O Bandolim e o Brasil

por Artur da Távola

O bandolim aparece no Brasil, trazido de Portugal, por volta de fins do século XVIII. Um século antes, aproximadamente, já era usado, em Veneza (onde o instrumento disseminou-se), por Vivaldi, ousado experimentador de novas sonoridades para a sua época. Não se sabe ao certo como vem para o choro, mas no conjunto dessa modalidade de música, o bandolim aparece aos poucos. Inicialmente veio o cavaquinho, instrumento de execuçào mais simples e sonoridade intensa. O bandolim, por possuir oito cordas agrupadas de duas em duas, formando, portanto, um conjunto de quatro cordas duplas, possui sonoridade mais doce e suave.
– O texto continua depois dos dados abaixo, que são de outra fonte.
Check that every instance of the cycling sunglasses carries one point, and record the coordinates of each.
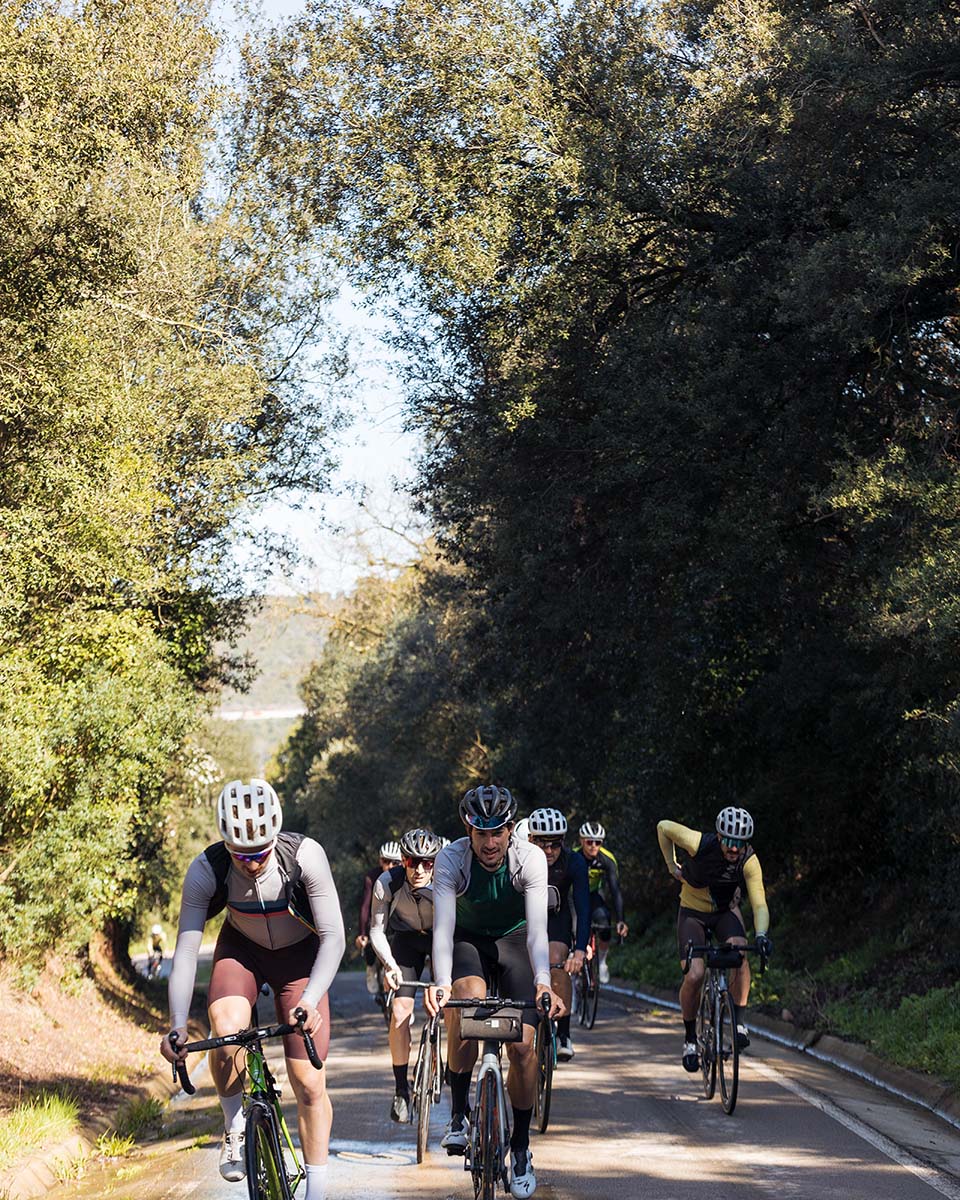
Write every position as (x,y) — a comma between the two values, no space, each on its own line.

Conforme o tratamento, porém, consegue o beliscado buliçoso, brincalhão, irônico, capaz de ombrear-se com seu sentido melancolico e plangente.Tal melancolia encontra limitações na dificuldade do prolongamento das notas do bandolim, o que não impede grandes solistas de dele arrancarem sofrimentos e densidades. O instrumento é difícil, mas sua fala é direta.

O choro brasileiro veio se constituindo aos poucos, através da junção de vários instrumentos nem sempre tocados em conjunto. A flauta está em sua origem. Idem a nossa guitarra, o chamado violão.Outra vertente do choro, em fins do século passado - esta, proveniente de Chiquinha Gonzaga, Ernesto Nazareth e outros - utilizou o piano, em sua versão popular, para prodigalizar o andamento do choro. Mas o piano não podia acompanhar as andanças dos chorões pela cidade, e a base do choro fica sendo o chamado "terno": flauta, violão e cavaquinho.

O conjunto se expande com a presença de intrumentos de ritmo (pandeiro, às vezes tumbadora) e, com modalidades variadas, o choro se desenvolve nos século XX quando a ele chegam o bandolim em alguns conjuntos, a clarineta e até o acordeom. Há ainda o vetor proveniente das bandas, desde Anacleto Medeiros. Hoje, modernas versões de conjuntos de choro estendem o gênero com a incorporação de instrumentos eletrônicos, mas a flauta talvez seja a grande estrela do choro, desde os seus inícios com o grande Callado(Joaquim Antônio da Silva Callado), Patápio Silva, Pixinguinha, Benedito Lacerda e até hoje o fabuloso Altamiro Carrilho.

O bandolim como solista entra lamentavelmente mais tarde no conjunto de choro, devido à técnica difícil e ao escasso número de instrumentistas aptos aos desafios dos solos e das harmonizações necessárias. Luperce Miranda, primeiro, e Jacob do Bandolim, depois, marcaram a presença do instrumento como solista, façanha qua nos dias de hoje encontra em Deo Rian e Joel Nascimento legítimos sucessores. Outra limitação dificultou a presença protagonista do bandolim no conjunto de choro: a diferença entre o volume (intensidade) do instrumento e o restante do conjunto.

Jacob do Bandolim, mais pela expressividade conseguida que pela técnica, o rigor e a consciência musical, faz-se talvez a maior figura do instrumento em todos os tempos na música do Brasil, trazendo-o para o primeiro plano, formando um sem-número de instrumentistas, valorizando-o como sonoridade e, sobretudo, conseguindo acentuar-lhe tanto a função de apoio rítmico e harmônico como o caráter cantante. A sonoridade limpa, a capacidade de falar pelo beliscado das cordas e a criatividade necessária a contapontos únicos, dialogando com cantores quando, em segundo plano, deram-lhe a condição de imortal da nossa música.